注
学习笔记。若涉及侵权,请告知删除。
Intro
构建在DataFrame之上。Mllib提供标准的机器学习算法API,能够方便的将不同的算法组合成一个独立的管道 Pipeline or workflow.
- DataFrame: from Spark SQL as an ML dataset, which can hold a variety of data types, e.g. different columns storing text, feature vectors, true labels and predictions.
- Estimator: is an algorithm which can be fit on a DataFrame to produce a Transformer. A learning algorithm is an Estimator which trains on a DataFrame and produces a model.
- Transformer: is an algorithm which can transform one DataFrame into another DataFrame, e.g. an ML model is a Transformer which transforms a DataFrame with features into a DataFrame with prediction.
- Pipeline: a pipeline chains multiple Transformers and Estimators together to specify an ML workflow.
- Parameter: All Transformer and Estimators share a common API for specifying parameters.
Pipeline
A Pipeline is specified as a sequences of stages, and each stage is either a Transformer or an Estimator.
The input DataFrame is transformed as it passes through each stage.
For Transformer stages, the transform() method is called on the DataFrame.
For Estimator stages, the fit() method is called to produce a Transformer (which becomes a part of the PipelineModel, or fitted Pipeline)
Fit
the figure is for the training time usage of a Pipeline.
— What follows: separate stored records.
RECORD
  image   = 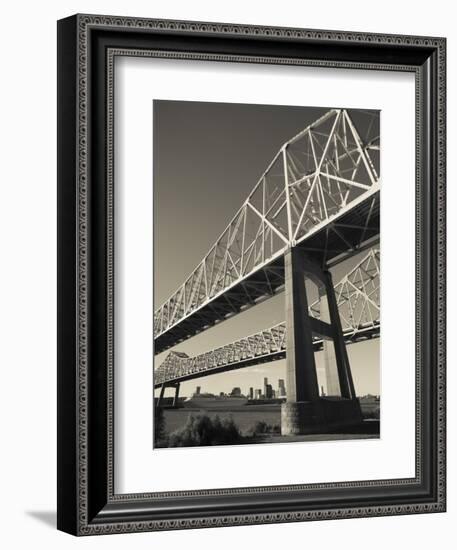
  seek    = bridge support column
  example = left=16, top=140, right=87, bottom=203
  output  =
left=281, top=247, right=361, bottom=435
left=173, top=382, right=180, bottom=407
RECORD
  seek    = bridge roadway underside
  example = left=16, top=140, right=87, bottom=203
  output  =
left=154, top=324, right=380, bottom=388
left=154, top=192, right=380, bottom=354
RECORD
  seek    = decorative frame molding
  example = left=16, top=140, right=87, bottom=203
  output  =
left=58, top=15, right=446, bottom=535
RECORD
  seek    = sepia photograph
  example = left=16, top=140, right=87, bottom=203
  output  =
left=151, top=100, right=382, bottom=449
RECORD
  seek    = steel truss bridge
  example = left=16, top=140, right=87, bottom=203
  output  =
left=154, top=248, right=380, bottom=387
left=154, top=109, right=380, bottom=410
left=154, top=109, right=380, bottom=353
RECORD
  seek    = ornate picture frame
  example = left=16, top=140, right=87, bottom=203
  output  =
left=57, top=15, right=446, bottom=535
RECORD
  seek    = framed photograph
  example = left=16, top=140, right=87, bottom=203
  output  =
left=58, top=15, right=446, bottom=535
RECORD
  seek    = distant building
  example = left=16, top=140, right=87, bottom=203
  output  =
left=278, top=378, right=286, bottom=397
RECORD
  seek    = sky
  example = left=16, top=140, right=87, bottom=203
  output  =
left=153, top=101, right=380, bottom=402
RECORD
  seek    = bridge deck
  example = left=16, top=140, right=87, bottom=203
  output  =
left=154, top=109, right=380, bottom=354
left=154, top=249, right=380, bottom=387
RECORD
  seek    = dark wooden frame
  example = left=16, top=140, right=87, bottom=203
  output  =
left=58, top=15, right=446, bottom=535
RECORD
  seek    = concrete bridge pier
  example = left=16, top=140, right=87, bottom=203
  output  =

The top row, three stages, the first two are Transformers and the third one is an Estimator.
The bottom row represents data flowing through the pipeline, where cylinders indicate DataFrames.
If the Pipeline has more stages after LogRegModel, it would call the model’s transform() method on the DataFrame before passing the DF to the next stage.
Transform
all Estimators in the original Pipeline have become Transformers.
When the PipelineModel’s transform() is called on a test dataset, the data are passed through the fitted pipeline in order. Each stage’s transform() method updates teh dataset and passed it to the next stage.
Pipeline and PipelineModels help to ensure that training and test data go through identical feature processing steps.
DAG
A Pipeline’s stages are specified as an ordered array.
It is possible to create non-linear Pipelines as long as the data flow graph forms a Directed Acyclic Graph.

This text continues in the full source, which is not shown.